De Autoriteit Persoonsgegevens stelt een webformulier beschikbaar dat gebruikt moet
worden voor het melden van datalekken
(https://datalekken.autoriteitpersoonsgegevens.nl/). De Autoriteit Persoonsgegevens houdt
een register bij van de ontvangen datalekmeldingen. Dit register is niet openbaar. Als er door
de Autoriteit Persoonsgegevens een boete opgelegd wordt naar aanleiding van het datalek,
wordt dit besluit wel openbaar gemaakt. Een datalek wordt ook openbaar gemaakt op het
moment dat betrokkenen geïnformeerd moeten worden over het datalek. Bij de melding aan
de betrokkene moet in ieder geval worden aangegeven wat de aard van de inbreuk is en de
instanties waar de betrokkene meer informatie, over de inbreuk, kan krijgen. Verder moet
aangegeven worden wat de betrokkene zelf kan doen om de negatieve gevolgen van het
datalek te beperken.
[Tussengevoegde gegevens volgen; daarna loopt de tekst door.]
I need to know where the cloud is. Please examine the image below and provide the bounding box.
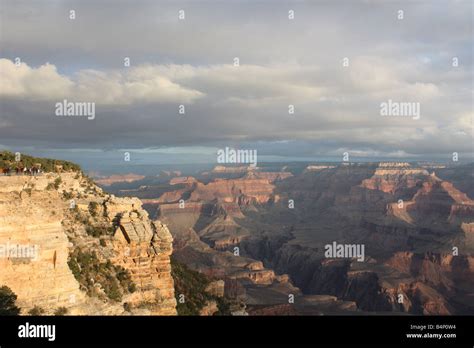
[0,59,204,104]
[0,59,73,100]
[0,0,472,163]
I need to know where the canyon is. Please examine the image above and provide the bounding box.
[1,159,472,316]
[110,162,474,315]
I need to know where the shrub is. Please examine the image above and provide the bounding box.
[54,307,68,316]
[53,177,62,189]
[132,209,141,218]
[68,257,81,279]
[62,190,73,200]
[85,225,113,238]
[0,286,21,315]
[105,278,122,302]
[28,306,45,316]
[116,266,136,293]
[88,202,99,217]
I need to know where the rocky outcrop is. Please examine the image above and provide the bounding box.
[231,269,276,285]
[199,215,249,250]
[406,282,454,315]
[386,251,473,289]
[248,304,298,315]
[169,176,198,186]
[342,271,391,311]
[153,189,190,203]
[0,173,176,315]
[199,300,219,316]
[205,280,225,297]
[462,223,474,248]
[109,202,176,314]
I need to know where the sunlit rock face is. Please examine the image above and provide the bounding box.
[0,173,176,315]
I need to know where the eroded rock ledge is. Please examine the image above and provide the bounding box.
[0,173,176,315]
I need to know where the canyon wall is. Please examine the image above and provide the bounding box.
[0,176,86,314]
[0,173,176,315]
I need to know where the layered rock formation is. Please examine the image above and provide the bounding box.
[0,175,85,314]
[387,173,474,229]
[106,198,177,314]
[110,161,474,315]
[360,163,429,194]
[189,177,277,205]
[0,173,176,315]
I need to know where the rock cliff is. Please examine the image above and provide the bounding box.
[0,173,176,315]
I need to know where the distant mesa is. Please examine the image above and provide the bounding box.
[304,165,336,172]
[378,162,411,168]
[242,171,293,182]
[360,162,430,194]
[188,176,277,205]
[375,162,428,175]
[158,170,182,178]
[94,174,145,186]
[212,165,259,173]
[169,176,198,186]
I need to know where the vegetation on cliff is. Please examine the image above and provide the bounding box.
[0,286,20,315]
[0,151,81,172]
[171,258,231,315]
[68,249,136,302]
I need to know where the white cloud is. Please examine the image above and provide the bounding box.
[0,59,73,99]
[0,59,204,104]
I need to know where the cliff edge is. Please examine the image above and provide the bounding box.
[0,172,176,315]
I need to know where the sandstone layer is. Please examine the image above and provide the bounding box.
[0,173,176,315]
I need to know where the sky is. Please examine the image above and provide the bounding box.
[0,0,473,170]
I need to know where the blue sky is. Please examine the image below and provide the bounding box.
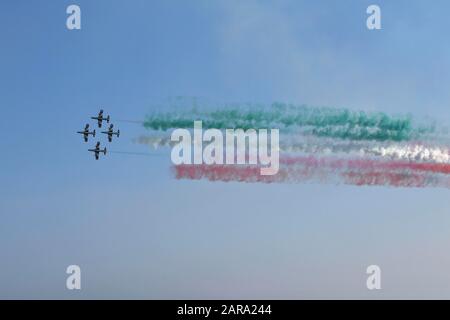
[1,0,450,298]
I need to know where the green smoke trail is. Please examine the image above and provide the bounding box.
[143,102,435,141]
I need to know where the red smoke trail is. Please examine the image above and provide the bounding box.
[280,156,450,175]
[173,155,450,188]
[173,164,445,188]
[173,164,336,183]
[174,164,285,183]
[341,171,428,188]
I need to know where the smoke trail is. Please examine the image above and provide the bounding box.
[369,144,450,163]
[143,103,436,142]
[173,164,332,184]
[138,99,450,188]
[173,164,449,188]
[134,133,450,163]
[172,154,450,188]
[341,171,429,188]
[279,155,450,175]
[280,138,450,163]
[116,119,145,124]
[109,150,166,157]
[133,135,175,149]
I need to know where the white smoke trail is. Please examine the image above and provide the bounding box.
[369,145,450,163]
[279,136,450,163]
[134,134,450,163]
[133,135,175,149]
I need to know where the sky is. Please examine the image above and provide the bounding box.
[1,0,450,299]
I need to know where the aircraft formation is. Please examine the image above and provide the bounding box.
[77,110,120,160]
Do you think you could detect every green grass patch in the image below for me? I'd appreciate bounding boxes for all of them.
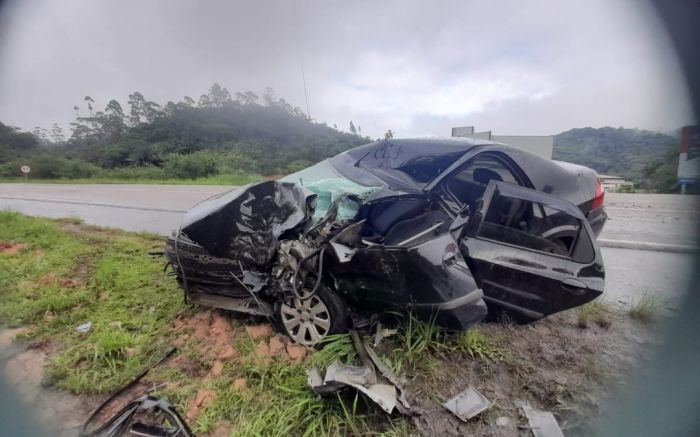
[0,212,417,435]
[454,328,505,361]
[0,211,186,393]
[310,333,358,368]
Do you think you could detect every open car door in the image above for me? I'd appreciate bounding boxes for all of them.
[459,181,605,321]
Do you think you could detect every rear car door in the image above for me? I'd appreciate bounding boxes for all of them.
[459,181,604,321]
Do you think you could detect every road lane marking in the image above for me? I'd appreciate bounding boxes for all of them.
[0,195,188,213]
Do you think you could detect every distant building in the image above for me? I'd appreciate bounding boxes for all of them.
[677,125,700,194]
[599,175,634,192]
[451,126,554,159]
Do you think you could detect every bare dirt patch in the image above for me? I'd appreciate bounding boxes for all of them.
[172,310,240,362]
[402,309,653,437]
[0,240,28,254]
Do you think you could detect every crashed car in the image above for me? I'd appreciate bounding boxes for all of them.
[166,138,606,346]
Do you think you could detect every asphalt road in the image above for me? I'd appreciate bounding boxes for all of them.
[1,183,697,304]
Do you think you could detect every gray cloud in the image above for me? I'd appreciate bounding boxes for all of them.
[0,0,694,139]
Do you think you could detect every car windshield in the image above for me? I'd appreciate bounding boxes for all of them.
[281,159,381,220]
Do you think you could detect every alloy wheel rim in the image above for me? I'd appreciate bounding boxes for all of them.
[280,291,331,346]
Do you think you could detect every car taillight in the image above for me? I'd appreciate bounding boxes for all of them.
[592,177,605,210]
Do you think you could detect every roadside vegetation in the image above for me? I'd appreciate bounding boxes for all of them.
[0,85,686,192]
[628,292,664,322]
[0,212,654,436]
[0,84,368,184]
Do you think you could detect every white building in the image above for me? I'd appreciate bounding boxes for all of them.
[451,126,554,159]
[599,175,634,192]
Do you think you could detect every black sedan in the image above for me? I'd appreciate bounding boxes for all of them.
[166,137,607,346]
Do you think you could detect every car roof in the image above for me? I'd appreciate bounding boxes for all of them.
[329,137,502,191]
[340,137,496,166]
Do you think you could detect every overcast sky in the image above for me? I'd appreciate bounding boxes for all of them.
[0,0,694,139]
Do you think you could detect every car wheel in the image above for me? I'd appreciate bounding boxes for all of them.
[277,285,348,347]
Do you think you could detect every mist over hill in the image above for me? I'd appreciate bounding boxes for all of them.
[0,84,369,180]
[0,85,683,192]
[553,126,680,192]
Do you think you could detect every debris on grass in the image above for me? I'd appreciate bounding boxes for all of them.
[0,212,656,437]
[443,386,491,422]
[75,321,92,333]
[515,399,564,437]
[628,292,663,322]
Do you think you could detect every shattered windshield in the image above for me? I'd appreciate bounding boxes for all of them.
[282,160,381,220]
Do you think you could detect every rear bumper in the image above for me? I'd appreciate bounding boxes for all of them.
[411,289,488,331]
[587,206,607,238]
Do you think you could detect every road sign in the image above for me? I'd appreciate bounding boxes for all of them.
[20,165,31,174]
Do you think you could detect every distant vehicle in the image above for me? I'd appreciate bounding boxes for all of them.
[166,138,607,346]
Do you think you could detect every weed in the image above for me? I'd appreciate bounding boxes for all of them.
[55,216,84,225]
[576,300,611,328]
[454,328,505,361]
[392,314,452,373]
[310,333,358,368]
[629,292,663,322]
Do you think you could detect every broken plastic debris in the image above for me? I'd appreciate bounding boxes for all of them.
[309,361,398,413]
[442,386,490,421]
[514,400,564,437]
[75,321,92,333]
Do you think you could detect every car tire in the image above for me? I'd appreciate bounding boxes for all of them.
[276,284,348,347]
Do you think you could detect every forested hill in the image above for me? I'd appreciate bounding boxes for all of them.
[553,127,679,191]
[0,84,369,179]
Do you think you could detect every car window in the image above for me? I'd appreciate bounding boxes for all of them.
[441,153,521,211]
[477,189,595,263]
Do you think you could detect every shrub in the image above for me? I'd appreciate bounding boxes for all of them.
[163,151,219,179]
[286,159,313,174]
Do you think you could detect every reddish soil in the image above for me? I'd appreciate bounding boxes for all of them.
[0,241,28,254]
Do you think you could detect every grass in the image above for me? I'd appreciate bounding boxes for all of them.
[576,300,612,329]
[628,292,663,322]
[0,212,640,436]
[454,328,505,361]
[310,333,358,368]
[0,211,416,436]
[0,210,186,393]
[0,173,262,186]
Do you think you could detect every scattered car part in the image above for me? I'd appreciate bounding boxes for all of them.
[318,361,398,414]
[75,321,92,333]
[514,399,565,437]
[80,348,184,437]
[166,138,607,346]
[80,395,193,437]
[442,386,491,422]
[307,332,414,415]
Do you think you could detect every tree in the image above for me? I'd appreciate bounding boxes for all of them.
[128,92,147,126]
[208,83,232,108]
[182,96,196,107]
[50,123,65,142]
[349,121,357,134]
[262,87,276,106]
[384,129,394,139]
[103,99,127,140]
[84,96,95,116]
[198,94,213,108]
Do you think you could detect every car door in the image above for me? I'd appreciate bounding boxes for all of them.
[459,181,604,321]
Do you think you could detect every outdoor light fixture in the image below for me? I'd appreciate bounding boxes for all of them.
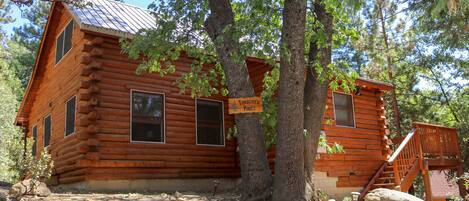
[354,87,362,96]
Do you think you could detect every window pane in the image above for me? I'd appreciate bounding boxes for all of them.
[32,126,37,156]
[131,91,164,142]
[63,22,73,55]
[55,32,64,63]
[65,96,76,136]
[333,92,355,127]
[196,100,224,145]
[44,116,51,147]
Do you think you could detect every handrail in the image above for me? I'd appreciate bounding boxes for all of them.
[359,161,387,200]
[388,128,417,162]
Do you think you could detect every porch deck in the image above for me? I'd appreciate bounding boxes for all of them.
[360,122,465,201]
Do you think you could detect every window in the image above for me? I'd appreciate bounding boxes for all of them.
[333,92,355,127]
[131,91,165,143]
[55,21,73,64]
[65,96,76,136]
[43,115,51,147]
[196,99,224,146]
[32,125,37,156]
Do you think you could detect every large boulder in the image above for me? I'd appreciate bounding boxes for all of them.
[364,188,422,201]
[9,179,51,197]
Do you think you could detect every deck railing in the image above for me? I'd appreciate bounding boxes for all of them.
[414,122,461,160]
[360,123,461,199]
[387,128,421,189]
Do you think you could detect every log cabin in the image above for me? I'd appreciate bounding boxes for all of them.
[15,0,465,200]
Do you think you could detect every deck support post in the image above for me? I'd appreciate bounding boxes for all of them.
[422,162,432,201]
[456,166,467,197]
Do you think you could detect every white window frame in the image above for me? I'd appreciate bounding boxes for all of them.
[130,89,166,144]
[195,98,226,147]
[332,91,356,128]
[64,95,77,137]
[43,114,52,148]
[55,20,74,65]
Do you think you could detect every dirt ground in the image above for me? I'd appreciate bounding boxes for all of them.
[0,185,241,201]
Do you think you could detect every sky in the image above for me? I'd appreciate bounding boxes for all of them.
[4,0,154,37]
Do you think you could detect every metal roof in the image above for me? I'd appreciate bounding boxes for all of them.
[66,0,156,38]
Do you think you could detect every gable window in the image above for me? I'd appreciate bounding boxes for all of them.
[333,92,355,127]
[55,21,73,64]
[43,115,51,147]
[131,91,165,143]
[196,99,224,146]
[32,125,37,156]
[65,96,76,136]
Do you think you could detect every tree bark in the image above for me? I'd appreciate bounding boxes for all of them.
[273,0,307,201]
[377,0,402,136]
[303,1,333,200]
[204,1,273,200]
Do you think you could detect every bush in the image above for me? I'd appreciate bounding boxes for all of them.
[1,130,53,191]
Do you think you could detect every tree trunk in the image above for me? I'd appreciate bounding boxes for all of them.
[273,0,307,201]
[204,1,273,200]
[377,0,402,136]
[304,1,333,200]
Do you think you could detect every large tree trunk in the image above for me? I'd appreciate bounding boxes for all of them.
[303,1,334,200]
[273,0,307,201]
[204,1,273,200]
[377,0,402,136]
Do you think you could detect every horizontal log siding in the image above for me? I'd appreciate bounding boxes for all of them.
[246,63,387,188]
[85,35,239,180]
[26,4,87,184]
[27,15,386,187]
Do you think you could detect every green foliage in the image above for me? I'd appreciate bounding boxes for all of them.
[260,66,279,147]
[318,133,345,154]
[120,0,229,98]
[0,75,21,182]
[12,1,50,53]
[0,0,52,184]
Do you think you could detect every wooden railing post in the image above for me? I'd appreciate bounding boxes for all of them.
[415,127,424,171]
[437,127,444,161]
[392,161,400,188]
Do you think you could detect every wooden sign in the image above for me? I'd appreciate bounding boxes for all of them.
[228,97,263,114]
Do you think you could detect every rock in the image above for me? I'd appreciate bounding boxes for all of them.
[364,188,422,201]
[9,179,51,197]
[0,189,8,201]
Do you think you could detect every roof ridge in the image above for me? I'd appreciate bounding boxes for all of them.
[95,0,153,13]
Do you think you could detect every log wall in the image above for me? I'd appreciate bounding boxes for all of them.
[26,4,88,184]
[24,5,388,188]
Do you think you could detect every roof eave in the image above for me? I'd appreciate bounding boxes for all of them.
[15,2,58,127]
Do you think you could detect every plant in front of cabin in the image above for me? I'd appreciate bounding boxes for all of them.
[1,130,53,194]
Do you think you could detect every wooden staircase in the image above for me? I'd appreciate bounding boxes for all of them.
[371,164,396,189]
[359,123,465,201]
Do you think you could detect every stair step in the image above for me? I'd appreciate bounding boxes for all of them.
[377,177,395,180]
[373,183,395,187]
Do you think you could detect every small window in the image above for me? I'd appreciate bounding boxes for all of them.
[131,91,165,143]
[32,125,37,156]
[333,92,355,127]
[43,115,51,147]
[55,21,73,64]
[196,99,224,146]
[65,96,76,136]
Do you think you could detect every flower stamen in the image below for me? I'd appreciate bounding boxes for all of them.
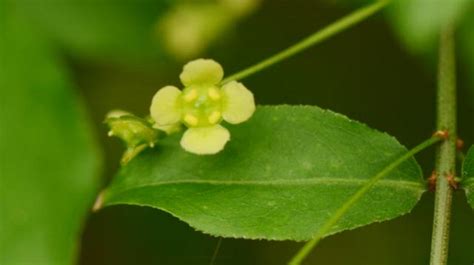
[183,88,198,102]
[208,88,221,100]
[208,111,221,124]
[184,114,199,126]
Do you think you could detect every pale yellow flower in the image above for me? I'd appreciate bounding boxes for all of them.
[150,59,255,154]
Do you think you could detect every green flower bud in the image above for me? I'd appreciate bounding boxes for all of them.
[105,110,159,164]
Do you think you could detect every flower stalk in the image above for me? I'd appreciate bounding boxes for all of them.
[221,0,390,84]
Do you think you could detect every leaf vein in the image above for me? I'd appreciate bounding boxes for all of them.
[108,177,425,196]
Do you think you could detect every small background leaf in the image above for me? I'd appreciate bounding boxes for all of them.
[386,0,474,112]
[334,0,473,59]
[102,105,425,241]
[462,146,474,209]
[0,7,101,265]
[387,0,472,56]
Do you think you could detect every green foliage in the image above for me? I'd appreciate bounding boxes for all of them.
[335,0,474,108]
[12,0,169,64]
[387,0,472,55]
[101,105,426,240]
[0,9,101,265]
[462,146,474,209]
[386,0,474,107]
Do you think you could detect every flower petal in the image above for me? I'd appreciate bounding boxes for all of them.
[153,123,182,135]
[180,125,230,155]
[150,86,182,125]
[221,81,255,124]
[179,59,224,86]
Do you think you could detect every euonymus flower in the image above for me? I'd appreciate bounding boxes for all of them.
[157,0,260,59]
[150,59,255,155]
[147,116,183,135]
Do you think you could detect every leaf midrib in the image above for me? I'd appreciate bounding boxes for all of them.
[107,177,426,197]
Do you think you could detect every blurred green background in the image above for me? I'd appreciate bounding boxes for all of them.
[3,0,474,264]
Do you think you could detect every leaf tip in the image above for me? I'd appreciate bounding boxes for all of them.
[92,191,105,212]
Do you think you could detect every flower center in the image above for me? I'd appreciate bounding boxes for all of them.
[180,86,223,127]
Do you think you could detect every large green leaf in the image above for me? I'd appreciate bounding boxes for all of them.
[462,146,474,209]
[100,105,425,241]
[12,0,169,64]
[0,8,101,265]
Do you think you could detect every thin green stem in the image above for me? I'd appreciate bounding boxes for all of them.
[288,136,443,265]
[429,24,457,265]
[221,0,390,84]
[209,238,222,265]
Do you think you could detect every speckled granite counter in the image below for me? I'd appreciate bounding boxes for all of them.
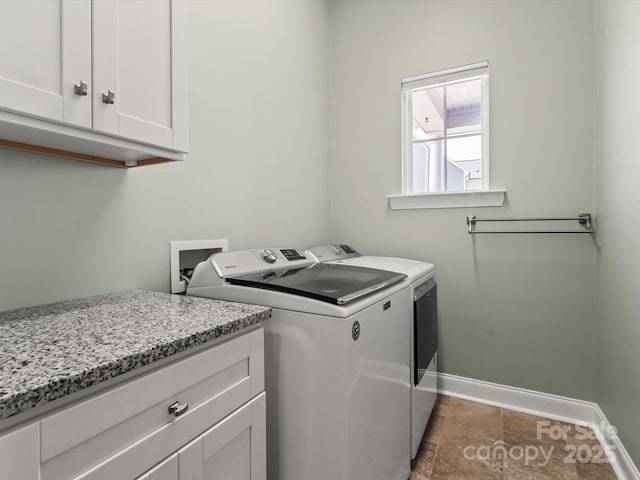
[0,290,270,421]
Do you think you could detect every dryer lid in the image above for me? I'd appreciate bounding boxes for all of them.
[226,263,406,305]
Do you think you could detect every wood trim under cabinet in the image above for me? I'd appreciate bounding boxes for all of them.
[0,138,173,168]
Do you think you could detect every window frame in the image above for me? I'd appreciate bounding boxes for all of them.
[391,61,503,209]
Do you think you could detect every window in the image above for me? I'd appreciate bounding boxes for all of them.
[402,62,489,194]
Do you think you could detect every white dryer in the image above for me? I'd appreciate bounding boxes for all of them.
[187,248,412,480]
[306,244,438,460]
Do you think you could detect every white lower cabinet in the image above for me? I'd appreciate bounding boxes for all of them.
[0,328,265,480]
[0,423,39,480]
[135,394,266,480]
[136,392,266,480]
[138,454,179,480]
[175,393,266,480]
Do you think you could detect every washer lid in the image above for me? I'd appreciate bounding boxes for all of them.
[226,263,407,305]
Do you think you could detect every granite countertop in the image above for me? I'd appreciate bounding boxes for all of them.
[0,290,271,421]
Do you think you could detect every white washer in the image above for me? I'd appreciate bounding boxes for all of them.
[187,248,412,480]
[306,244,437,460]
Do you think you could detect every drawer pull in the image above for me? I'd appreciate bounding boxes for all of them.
[168,401,189,417]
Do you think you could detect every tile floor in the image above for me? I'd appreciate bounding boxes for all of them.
[411,395,618,480]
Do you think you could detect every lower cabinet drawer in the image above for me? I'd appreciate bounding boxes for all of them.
[39,328,264,480]
[137,392,266,480]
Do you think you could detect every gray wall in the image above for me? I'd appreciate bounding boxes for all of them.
[0,0,331,311]
[329,0,596,400]
[594,0,640,464]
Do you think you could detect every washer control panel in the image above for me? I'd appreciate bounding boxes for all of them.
[280,248,307,261]
[211,248,312,277]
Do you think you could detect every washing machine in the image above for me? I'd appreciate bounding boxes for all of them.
[187,247,412,480]
[306,244,438,460]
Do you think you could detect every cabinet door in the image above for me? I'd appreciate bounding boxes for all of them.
[179,393,266,480]
[0,423,40,480]
[0,0,91,127]
[92,0,188,151]
[137,454,178,480]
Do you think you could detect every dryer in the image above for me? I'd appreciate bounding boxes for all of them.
[306,244,438,460]
[187,248,412,480]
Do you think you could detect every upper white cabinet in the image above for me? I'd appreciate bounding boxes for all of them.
[0,0,188,167]
[0,0,91,128]
[92,0,188,151]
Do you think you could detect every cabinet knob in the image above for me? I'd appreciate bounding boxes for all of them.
[74,81,88,96]
[102,90,116,105]
[168,401,189,417]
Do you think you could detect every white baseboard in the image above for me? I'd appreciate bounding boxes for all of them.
[438,373,640,480]
[592,403,640,480]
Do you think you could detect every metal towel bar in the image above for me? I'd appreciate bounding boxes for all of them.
[466,213,593,234]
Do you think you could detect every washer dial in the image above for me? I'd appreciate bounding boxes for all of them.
[261,248,278,263]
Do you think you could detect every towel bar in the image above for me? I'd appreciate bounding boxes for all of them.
[466,213,593,234]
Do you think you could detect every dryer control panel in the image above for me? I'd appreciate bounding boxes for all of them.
[306,244,361,263]
[211,248,313,278]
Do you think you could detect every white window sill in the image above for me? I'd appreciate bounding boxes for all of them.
[387,190,506,210]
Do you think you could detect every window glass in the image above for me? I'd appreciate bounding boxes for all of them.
[446,78,482,135]
[411,86,444,140]
[402,63,488,194]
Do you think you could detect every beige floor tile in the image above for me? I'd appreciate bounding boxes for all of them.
[575,460,618,480]
[503,409,571,450]
[564,425,617,465]
[409,472,429,480]
[411,396,621,480]
[438,405,503,449]
[422,413,445,445]
[503,459,579,480]
[429,444,503,480]
[436,395,502,422]
[563,426,601,448]
[411,441,437,479]
[431,395,451,417]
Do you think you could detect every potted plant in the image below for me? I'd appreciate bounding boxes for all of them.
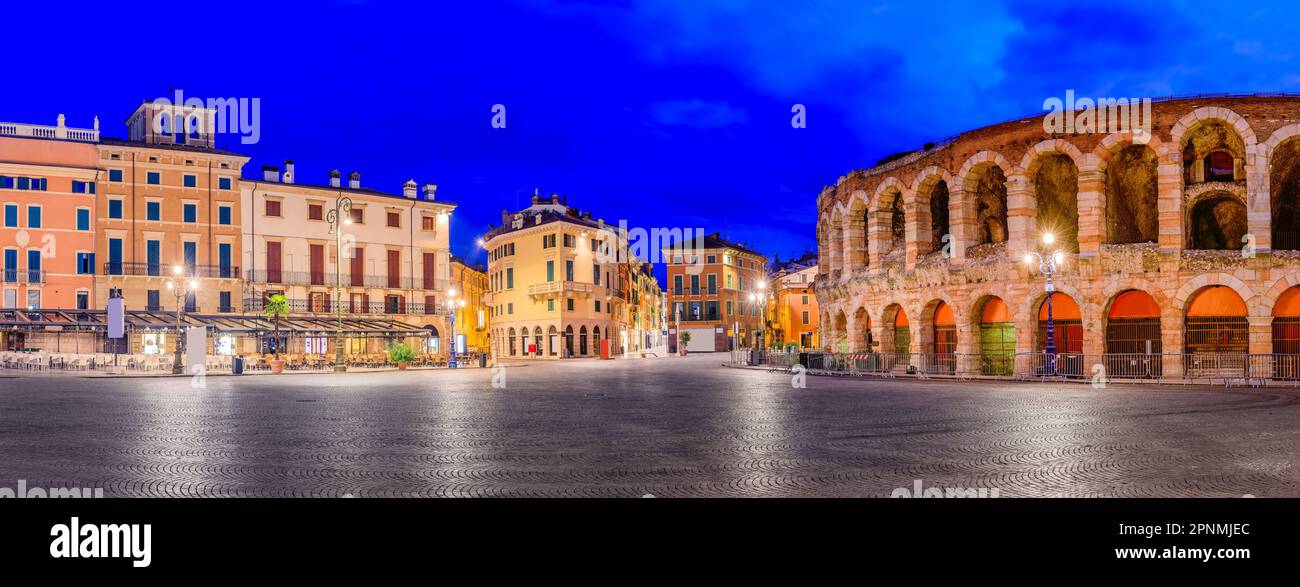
[678,331,691,356]
[262,293,290,374]
[386,341,417,370]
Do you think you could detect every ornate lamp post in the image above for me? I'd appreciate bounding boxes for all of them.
[446,288,466,368]
[166,264,199,374]
[1024,232,1066,375]
[747,280,771,350]
[326,195,353,372]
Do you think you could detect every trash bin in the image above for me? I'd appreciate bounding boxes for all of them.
[232,356,245,375]
[479,353,487,368]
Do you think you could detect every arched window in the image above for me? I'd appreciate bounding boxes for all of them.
[580,325,589,355]
[508,327,517,356]
[1205,150,1235,182]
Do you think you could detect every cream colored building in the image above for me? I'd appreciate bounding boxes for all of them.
[242,163,456,355]
[485,192,643,359]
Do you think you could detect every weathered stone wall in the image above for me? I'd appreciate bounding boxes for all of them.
[815,97,1300,372]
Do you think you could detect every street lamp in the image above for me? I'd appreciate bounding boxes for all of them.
[326,195,354,372]
[447,288,466,368]
[1024,233,1067,374]
[166,264,198,374]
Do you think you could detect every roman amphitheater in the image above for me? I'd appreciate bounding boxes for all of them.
[815,95,1300,381]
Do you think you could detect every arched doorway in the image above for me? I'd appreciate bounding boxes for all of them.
[1185,286,1249,354]
[977,297,1015,375]
[533,326,543,357]
[1105,290,1162,378]
[425,325,440,354]
[1037,293,1083,376]
[1184,286,1249,378]
[1273,287,1300,378]
[508,327,517,356]
[931,301,956,374]
[854,307,873,352]
[564,325,574,357]
[579,325,589,356]
[548,326,559,356]
[887,305,910,363]
[592,326,602,356]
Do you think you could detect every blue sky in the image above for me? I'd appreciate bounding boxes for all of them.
[4,0,1300,274]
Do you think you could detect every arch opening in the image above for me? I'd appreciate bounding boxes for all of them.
[1184,285,1248,355]
[971,165,1009,247]
[1273,287,1300,378]
[1182,120,1245,185]
[930,301,956,374]
[1032,154,1080,252]
[1270,138,1300,250]
[1189,194,1248,250]
[1037,293,1084,376]
[977,296,1015,375]
[928,180,951,254]
[1105,144,1159,244]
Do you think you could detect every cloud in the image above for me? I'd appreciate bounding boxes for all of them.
[649,99,749,129]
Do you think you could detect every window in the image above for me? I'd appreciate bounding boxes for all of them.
[218,205,232,225]
[2,176,47,191]
[802,311,810,325]
[265,200,281,217]
[72,180,95,194]
[707,274,716,295]
[308,204,323,220]
[595,300,602,313]
[108,200,123,219]
[506,268,513,289]
[690,275,700,295]
[76,252,95,275]
[76,208,90,231]
[507,302,513,315]
[108,169,123,182]
[547,299,554,312]
[673,275,682,295]
[421,216,434,231]
[350,208,363,224]
[147,290,160,311]
[546,260,554,282]
[593,264,601,285]
[183,174,197,188]
[387,212,400,228]
[567,298,575,311]
[542,234,557,249]
[146,172,160,185]
[802,294,809,304]
[565,260,574,281]
[3,204,15,227]
[219,291,232,312]
[563,233,574,247]
[707,255,716,264]
[26,205,40,228]
[706,301,718,321]
[727,301,733,316]
[76,291,89,310]
[183,203,197,223]
[218,177,232,190]
[146,201,161,221]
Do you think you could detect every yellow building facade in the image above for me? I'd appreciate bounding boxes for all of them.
[449,257,489,354]
[769,255,819,350]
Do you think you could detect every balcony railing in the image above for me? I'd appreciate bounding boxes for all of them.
[244,269,450,292]
[0,117,99,143]
[102,263,239,278]
[528,281,596,296]
[2,269,46,284]
[242,297,450,316]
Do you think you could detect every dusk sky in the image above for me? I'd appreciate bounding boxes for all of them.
[4,0,1300,274]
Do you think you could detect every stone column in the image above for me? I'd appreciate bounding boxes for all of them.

Bijvoorbeeld het veranderen van gebruikersnamen en wachtwoorden
wanneer deze door de inbreuk mogelijk gecompromitteerd zijn.

Wat wordt gemeld?
Een melding aan het Autoriteit Persoonsgegevens omvat:

  • De melder van het datalek.
  • Degene met wie de Autoriteit Persoonsgegevens contact op kan nemen voor nadere
    informatie over de melding.
  • Een samenvatting van het incident waarbij de inbreuk op de beveiliging van
    persoonsgegevens zich heeft voorgedaan.
  • Het tijdstip van de inbreuk.
  • De aard van de inbreuk.
  • Het type persoonsgegevens waarover het gaat.
  • De gevolgen die de inbreuk kunnen hebben voor de persoonlijke levenssfeer van de
    betrokkenen.
  •  De technische en organisatorische maatregelen die Autosoft B.V. heeft getroffen om de
    inbreuk aan te pakken en om verdere inbreuken te voorkomen.
  •  Of Autosoft B.V. het datalek gemeld heeft aan de betrokkenen en zo niet, of Autosoft B.V.
    van plan is dit te gaan doen:
  • Zo ja, de inhoud van de melding aan de betrokkenen.
  • Zo nee, de reden waarom Autosoft B.V. afziet van het melden van het datalek aan de
    betrokkenen.
  • Zijn de persoonsgegevens versleuteld, gehasht of op een andere manier onbegrijpelijk of
    ontoegankelijk gemaakt voor onbevoegden?